Hector is a sophomore at Spelman College in Atlanta and is running for the District 4 city council seat in Stonecrest, Ga., according to CNN Politics. Stonecrest, which has a population of about 50,000, was incorporated inside DeKalb County in 2016 and is having its first election on March 21. Five city council seats and the mayoralty are open; 17 people are running for city council and three are running for mayor.
At 19 years old, Hector is the youngest woman to be eligible for elected office in Georgia, according to the Atlanta Journal-Constitution. While the city charter did not list an age requirement for candidates running for office, an opponent challenged Hector's right to run based on her young age, according to GPB News. However, the DeKalb County Board of Registration and Elections approved her to run in early February, the Journal-Constitution reports.

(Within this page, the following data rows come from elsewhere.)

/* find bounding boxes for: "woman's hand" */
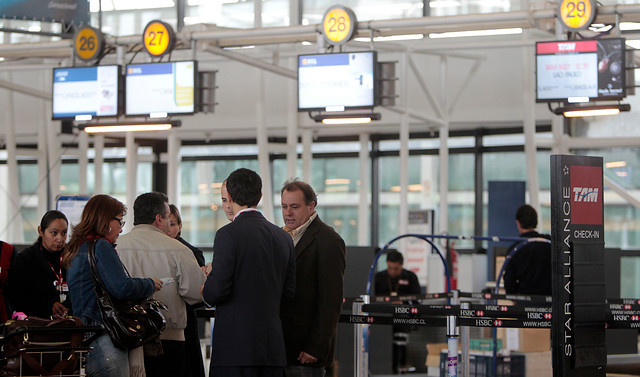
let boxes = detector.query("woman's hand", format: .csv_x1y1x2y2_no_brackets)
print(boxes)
151,278,162,292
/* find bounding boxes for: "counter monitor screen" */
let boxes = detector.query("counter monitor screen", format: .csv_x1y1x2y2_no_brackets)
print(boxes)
52,65,120,119
298,51,376,111
536,38,626,102
125,61,197,115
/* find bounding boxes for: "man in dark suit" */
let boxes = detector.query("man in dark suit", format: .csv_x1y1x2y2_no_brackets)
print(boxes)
203,169,295,377
504,204,551,296
280,180,346,377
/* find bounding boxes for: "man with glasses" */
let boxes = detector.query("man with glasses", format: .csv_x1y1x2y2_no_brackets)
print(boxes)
117,192,205,377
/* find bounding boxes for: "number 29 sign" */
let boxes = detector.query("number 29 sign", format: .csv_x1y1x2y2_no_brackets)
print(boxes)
558,0,597,31
322,5,358,45
142,20,176,57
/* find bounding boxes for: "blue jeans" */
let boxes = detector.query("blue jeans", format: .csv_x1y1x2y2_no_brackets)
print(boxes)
284,365,325,377
87,334,129,377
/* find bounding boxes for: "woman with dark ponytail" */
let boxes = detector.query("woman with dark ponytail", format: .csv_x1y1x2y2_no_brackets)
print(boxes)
6,210,71,318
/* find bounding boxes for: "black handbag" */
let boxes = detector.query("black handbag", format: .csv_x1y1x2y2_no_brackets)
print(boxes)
88,242,167,350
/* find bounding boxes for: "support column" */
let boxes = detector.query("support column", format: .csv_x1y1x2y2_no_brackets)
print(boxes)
4,73,25,243
398,52,409,250
78,131,89,195
167,130,180,204
522,31,540,209
123,132,138,233
358,132,371,246
302,129,313,184
94,131,104,194
438,56,449,234
256,69,275,222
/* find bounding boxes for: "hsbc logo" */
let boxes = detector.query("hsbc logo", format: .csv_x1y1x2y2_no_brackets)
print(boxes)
573,187,598,203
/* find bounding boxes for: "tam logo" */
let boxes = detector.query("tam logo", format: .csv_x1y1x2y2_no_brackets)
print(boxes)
566,165,603,225
573,187,598,202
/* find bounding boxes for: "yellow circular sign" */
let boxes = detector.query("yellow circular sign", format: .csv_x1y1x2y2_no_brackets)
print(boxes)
74,26,104,61
558,0,597,31
323,5,357,45
142,20,176,56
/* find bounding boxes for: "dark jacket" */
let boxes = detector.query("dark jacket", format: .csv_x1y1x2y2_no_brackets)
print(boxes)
281,217,346,367
7,242,71,318
67,239,155,324
202,211,295,366
504,231,551,296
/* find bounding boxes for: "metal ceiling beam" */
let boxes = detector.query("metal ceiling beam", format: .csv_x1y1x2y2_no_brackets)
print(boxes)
0,4,640,58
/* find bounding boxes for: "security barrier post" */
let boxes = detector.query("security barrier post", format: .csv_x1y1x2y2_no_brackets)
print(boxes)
352,295,369,377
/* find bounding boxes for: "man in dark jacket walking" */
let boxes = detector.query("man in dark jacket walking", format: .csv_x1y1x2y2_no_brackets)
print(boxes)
280,180,346,377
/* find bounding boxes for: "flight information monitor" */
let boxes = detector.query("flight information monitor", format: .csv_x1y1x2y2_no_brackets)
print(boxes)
298,51,376,111
536,38,626,103
125,61,197,115
52,65,120,119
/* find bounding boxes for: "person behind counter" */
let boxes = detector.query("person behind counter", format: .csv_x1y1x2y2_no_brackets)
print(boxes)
167,204,205,377
62,195,162,377
7,210,71,318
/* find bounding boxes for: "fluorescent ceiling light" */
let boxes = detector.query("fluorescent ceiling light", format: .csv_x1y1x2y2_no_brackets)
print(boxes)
149,111,168,119
354,34,424,42
604,161,627,169
322,117,371,124
84,123,178,133
429,27,522,39
564,108,620,118
625,39,640,50
324,178,351,185
567,97,589,103
620,22,640,31
429,0,460,8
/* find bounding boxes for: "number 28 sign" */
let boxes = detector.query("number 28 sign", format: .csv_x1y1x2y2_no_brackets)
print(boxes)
142,20,176,57
558,0,597,31
322,5,358,45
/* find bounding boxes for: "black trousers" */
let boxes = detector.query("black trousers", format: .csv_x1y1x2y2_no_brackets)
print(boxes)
144,340,186,377
209,365,284,377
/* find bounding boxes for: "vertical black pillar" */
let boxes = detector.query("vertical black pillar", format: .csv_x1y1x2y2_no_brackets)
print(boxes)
551,155,607,377
371,138,380,247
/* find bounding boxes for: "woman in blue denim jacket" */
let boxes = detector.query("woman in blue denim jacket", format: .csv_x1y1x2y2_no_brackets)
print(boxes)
63,195,162,377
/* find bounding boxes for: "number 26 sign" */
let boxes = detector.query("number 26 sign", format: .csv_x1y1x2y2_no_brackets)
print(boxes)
322,5,358,45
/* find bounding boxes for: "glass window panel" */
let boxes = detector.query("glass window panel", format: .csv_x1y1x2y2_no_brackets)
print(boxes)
302,0,422,25
180,160,258,246
18,164,39,195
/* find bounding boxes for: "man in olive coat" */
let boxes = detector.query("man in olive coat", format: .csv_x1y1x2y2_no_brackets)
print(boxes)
280,180,346,377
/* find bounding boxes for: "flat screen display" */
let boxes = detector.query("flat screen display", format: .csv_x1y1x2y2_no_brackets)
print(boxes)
298,51,376,111
52,65,120,119
125,61,197,115
536,38,626,102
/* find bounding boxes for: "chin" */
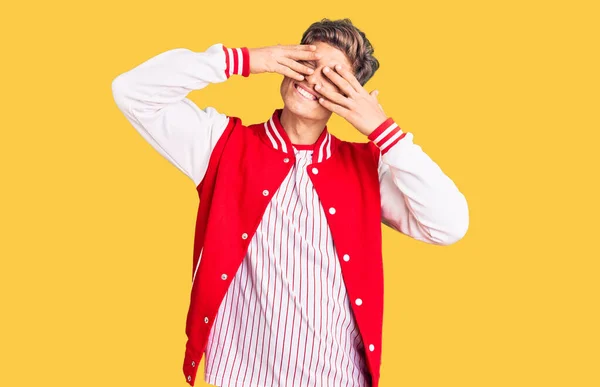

“Justice was served, and the law prevailed,” Hector said in a statement after the decision. “The board’s decision is a testament to the inclusion of the next generation’s participation in the democratic process.”
Hector said that she received messages from young people across the country, who have told her they plan on running for office, CNN Politics reports. Moreover, the Georgia General Assembly filed a senate bill on February 1 that would lower the minimum age for running for office from 21 to 18.
"The fact that young people all over the country saw me running, and new they could run, too, that was the most meaningful part of it," Hector told CNN Politics.
Hector began participating in activism at the age of 9, when she wrote a play about child abuse, according to CNN Politics. Since then, she has worked with anti-gun violence organization Cities United, advocated for criminal justice reform with the Obama administration, founded Youth in Action and serves as the national youth director for civil rights organization National Action Network, according to VIBE and the Macon Telegraph.
“Just because I’m a young person does not mean that I lack the experience or the common sense to make common sense laws or pass common sense legislation, or do things that would impact my community in a positive light,” she told Atlanta TV station WGCL-TV.